User feedback has shaped the site more than anything else. Early versions of some tools had limitations I was not aware of until someone encountered them and wrote in. The batch PDF compression came from a user who needed to process multiple files at once. The subtitle converter format support expanded because someone needed to handle SCC files from a broadcast workflow. Building in response to real needs rather than assumed needs produces better tools than building in isolation.

Running the site also involves more non-code work than I expected when I started. Performance, infrastructure, SEO, writing clear documentation for each tool, responding to feedback — these take real time and are as important as the code itself. The lesson is that building something is about 40 percent of shipping something useful. The rest is everything else.

What is coming next #

The site is still growing. There are tools I want to build that I have not had time to ship yet — more document utilities, some audio tools, a few workflow-specific utilities that keep coming up in feedback. The backlog is longer than the shipped list, which is a good problem to have.

The core commitments will not change as the site grows. Every tool will stay genuinely free with no conversion caps. No account system will be added. Privacy will continue to be treated as a default rather than a feature. These are not marketing promises — they are the reason I built this in the first place, and changing them would make Codes of Hex exactly the kind of site I was frustrated by when I started.
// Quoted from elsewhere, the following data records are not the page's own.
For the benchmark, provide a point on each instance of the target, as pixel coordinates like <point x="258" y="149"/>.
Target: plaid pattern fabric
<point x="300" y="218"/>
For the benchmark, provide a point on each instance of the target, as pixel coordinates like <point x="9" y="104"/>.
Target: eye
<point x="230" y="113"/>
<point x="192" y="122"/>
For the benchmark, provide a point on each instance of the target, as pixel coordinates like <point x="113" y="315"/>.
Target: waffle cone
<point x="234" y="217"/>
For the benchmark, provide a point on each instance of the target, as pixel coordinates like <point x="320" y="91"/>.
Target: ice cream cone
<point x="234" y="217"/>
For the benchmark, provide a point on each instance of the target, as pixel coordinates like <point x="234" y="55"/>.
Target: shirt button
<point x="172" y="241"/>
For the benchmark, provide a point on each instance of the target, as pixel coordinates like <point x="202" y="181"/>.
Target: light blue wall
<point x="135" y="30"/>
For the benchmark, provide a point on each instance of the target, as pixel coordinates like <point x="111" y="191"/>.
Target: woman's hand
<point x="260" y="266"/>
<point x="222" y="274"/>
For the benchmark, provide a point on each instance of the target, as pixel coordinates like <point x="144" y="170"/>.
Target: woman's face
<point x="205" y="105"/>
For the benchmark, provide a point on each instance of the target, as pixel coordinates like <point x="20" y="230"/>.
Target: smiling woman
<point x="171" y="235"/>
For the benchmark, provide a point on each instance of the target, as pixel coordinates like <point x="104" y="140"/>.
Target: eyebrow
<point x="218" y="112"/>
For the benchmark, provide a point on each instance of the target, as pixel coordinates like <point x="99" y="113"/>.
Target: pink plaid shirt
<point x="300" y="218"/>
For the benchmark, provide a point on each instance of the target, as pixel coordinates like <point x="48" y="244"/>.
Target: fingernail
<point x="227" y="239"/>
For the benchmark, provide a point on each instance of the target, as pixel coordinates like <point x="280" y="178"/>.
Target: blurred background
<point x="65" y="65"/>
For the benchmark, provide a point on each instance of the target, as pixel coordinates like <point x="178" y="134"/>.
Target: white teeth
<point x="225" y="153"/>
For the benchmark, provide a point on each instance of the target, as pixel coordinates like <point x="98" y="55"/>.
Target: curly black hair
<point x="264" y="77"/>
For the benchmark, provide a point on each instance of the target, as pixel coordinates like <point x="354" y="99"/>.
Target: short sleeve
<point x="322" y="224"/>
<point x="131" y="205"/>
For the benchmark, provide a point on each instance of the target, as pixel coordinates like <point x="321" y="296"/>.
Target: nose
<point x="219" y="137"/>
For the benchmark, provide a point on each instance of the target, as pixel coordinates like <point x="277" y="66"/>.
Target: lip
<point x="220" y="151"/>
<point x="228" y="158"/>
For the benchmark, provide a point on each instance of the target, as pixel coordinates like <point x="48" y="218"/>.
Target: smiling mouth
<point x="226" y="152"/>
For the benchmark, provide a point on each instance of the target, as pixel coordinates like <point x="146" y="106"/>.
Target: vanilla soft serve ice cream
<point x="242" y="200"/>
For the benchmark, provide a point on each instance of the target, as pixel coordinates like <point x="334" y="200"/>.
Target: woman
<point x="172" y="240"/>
If you use any of the tools and they solve a real problem for you, the best thing you can do is share the tool with someone else who would find it useful. That is how the site grows, and it is a much cleaner feedback loop than ad impressions or email subscriber counts. Word-of-mouth from someone who genuinely found value is the signal that matters.
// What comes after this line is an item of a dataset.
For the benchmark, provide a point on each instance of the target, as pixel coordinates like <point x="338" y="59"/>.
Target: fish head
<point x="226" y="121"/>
And if something is broken, or a tool does not support a format you need, or you have an idea for a tool that would fit the site's philosophy — reach out. Every piece of feedback goes directly to me, and most of the best ideas on the site came from someone who needed something and took thirty seconds to say so.

FAQ

Quick answers for common edge cases.

Are you a professional developer?
Not in the formal sense — I am a tech professional who taught myself development after hours. Five years of working in tech gave me a foundation, but the actual building skills came from reading, experimenting, and shipping things that needed to exist. Codes of Hex is the most sustained project I have built, and it has taught me more than any course or certification could have.
What tech stack does Codes of Hex use?
The backend is Flask (Python). The frontend is plain HTML, CSS, and minimal JavaScript — no framework overhead, just functional, fast interfaces. The tooling behind each feature varies: PDF processing, image handling, and subtitle parsing each use purpose-built Python libraries. The site is deliberately lean so it stays fast and easy to maintain.
How do you decide what to build next?
Mostly from personal need and user feedback. Every tool on the site started as something I needed that I could not find a clean free version of. The expansion into new formats and features usually comes from someone writing in to say a specific thing does not work, or a format is not supported. The backlog is long and prioritized by a mix of how often something comes up in feedback and how much I personally want to build it.
Can I request a tool or feature?
Yes — there is a request form on the home page and a contact page. Even a one-line description of what you need helps. Most of the tools on the site exist because someone needed something specific and said so. The more concrete the use case, the more useful the request is for prioritization.